The interface has to treat each of the 5 resources as independent windows with synchronised semantic displays.

Book 3 will act as a type of master display that the other windows will have to keep in time with. Book3 will allow the user to open any page of the book and read the contents using typical text file scrolling functions (horizontal & vertical scrolling). The user should be able to select a text-example in either basque or english. If they select a whole sentence then the sound file record for that sentence should be played, if multiple examples are selected then the sound records should be played from first to last. If they select a word then the dictionary entry for the word should be displayed along with the surrounding entries, that is, the display should have the appearance of a book.

Issues for the interfaces

1. The form of the display of the books 1, 2 & 3 has to be considered so that it retains a display appearance that is at least similar to the typographical and display layout of the paper versions of the books.

2. The display of the sound records needs to show continuous progress thru the length of the record such as a moving scroll bar, percentage count, vibrating spectral analysis graph, etc.

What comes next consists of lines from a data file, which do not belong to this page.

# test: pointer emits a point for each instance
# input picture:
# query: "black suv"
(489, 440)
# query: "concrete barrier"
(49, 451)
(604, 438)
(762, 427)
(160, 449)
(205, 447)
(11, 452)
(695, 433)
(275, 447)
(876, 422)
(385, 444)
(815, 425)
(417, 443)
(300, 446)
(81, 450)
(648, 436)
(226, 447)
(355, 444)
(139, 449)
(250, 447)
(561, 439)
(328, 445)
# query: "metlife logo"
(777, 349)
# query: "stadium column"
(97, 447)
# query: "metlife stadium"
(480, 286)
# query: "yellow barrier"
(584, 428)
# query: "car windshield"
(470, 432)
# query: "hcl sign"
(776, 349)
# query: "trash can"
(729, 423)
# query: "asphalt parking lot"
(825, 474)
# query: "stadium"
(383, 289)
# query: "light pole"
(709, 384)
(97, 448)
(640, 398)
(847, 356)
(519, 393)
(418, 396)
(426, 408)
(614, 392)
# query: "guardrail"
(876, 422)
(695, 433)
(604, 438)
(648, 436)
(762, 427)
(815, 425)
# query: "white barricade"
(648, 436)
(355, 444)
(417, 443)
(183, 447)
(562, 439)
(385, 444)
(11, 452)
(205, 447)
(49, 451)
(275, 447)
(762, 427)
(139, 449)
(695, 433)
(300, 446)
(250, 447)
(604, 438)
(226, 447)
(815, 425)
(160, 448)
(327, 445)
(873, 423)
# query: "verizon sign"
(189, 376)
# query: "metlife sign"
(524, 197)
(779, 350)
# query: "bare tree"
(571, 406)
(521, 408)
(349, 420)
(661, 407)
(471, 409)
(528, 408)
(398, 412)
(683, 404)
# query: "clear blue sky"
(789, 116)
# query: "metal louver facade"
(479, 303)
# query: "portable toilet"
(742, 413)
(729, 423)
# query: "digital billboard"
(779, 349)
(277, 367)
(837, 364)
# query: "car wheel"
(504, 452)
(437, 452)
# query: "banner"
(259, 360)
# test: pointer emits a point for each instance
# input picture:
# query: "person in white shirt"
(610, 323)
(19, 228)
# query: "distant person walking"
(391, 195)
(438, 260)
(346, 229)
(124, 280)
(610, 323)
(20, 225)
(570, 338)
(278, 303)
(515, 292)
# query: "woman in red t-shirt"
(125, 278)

3. Selection of any word in either of the dictionaries implies it's entry from the other dictionary is wanted.

4. A user has to have a window pane for typing in a word of interest. There should be a window pane on each book for this function.

5. There is a conceptual difference in the nature of a query on the grammar book vis-a-vis the dictionaries. The grammar book has an Index and a Table of Contents. These are the topics it covers. A user may be interested in the topic or examples of word usage. They require different processing activities and both need to be implemented.

6. Selection of words or lines from the dictionary cannot result in playing of sound as all sound is prerecorded. Sound then is a pane of the grammar book window.

INTERNAL STRUCTURAL ELEMENTS

Storage structures

Storage structures need to be developed for the three types of data, that is the dictionaries, the grammar book and the sound files. Each is indexed for a different type of object. The dictionaries have the headword of each entry as the primary key, along with the part-of-speech (POS) of the word as the same word can have multiple POS. The grammar book will have two types of indices. The book is divided into sections running down 4 hierarchical levels which constitute one type of index. The second index will be on the text examples, and in turn the basque and english versions of each example need an index. The sound files need to be indexed according to the text example numbering used in the grammar book. Suitable storage structures, indexing mechanisms and retrieval methods need to be chosen.

It is important to determine the exact storage image of each of the books as they have to be displayed through the interface in some aesthetically acceptable style and the computation for conversion to that style has to be performed on the fly. For example, the dictionaries may be stored in some form (such as a database) which has to be passed through a HTML converter which in turn is delivered to HTML display software.

Preprocessing

There are requirements to perform some intelligent processing on the text-examples from the grammar book. Firstly both the english and the basque sentences need to be tagged for their part-of-speech and grammar features. This can be done by external programs that will not reside in the final system. Hence the system will need to retain stored versions of the tagged sentences, independently of their version embedded in the grammar book text. This arrangement requires the book text to point not only to sound files but also to the part-of-speech tagged text which in turn points into the dictionaries.

The Basque tagging will be provided by our collaborators in the Basque Country. We will use one of the English taggers to do the English examples. Note that the tagging scheme used by electronic taggers (both English and Basque) may use POS terminology that is not the same as in the dictionaries. Heuristics for conversion between the two systems will have to be developed.

Moving between documents

Users may want to select a word in any of the three books to retrieve from another book. There needs to be a standard method of passing a word to a receiving module that directs a request to the correct book. The dictionaries on receiving a word need to retrieve it from their database. The grammar book will have to direct it to an appropriate grammar section (this is a hard problem).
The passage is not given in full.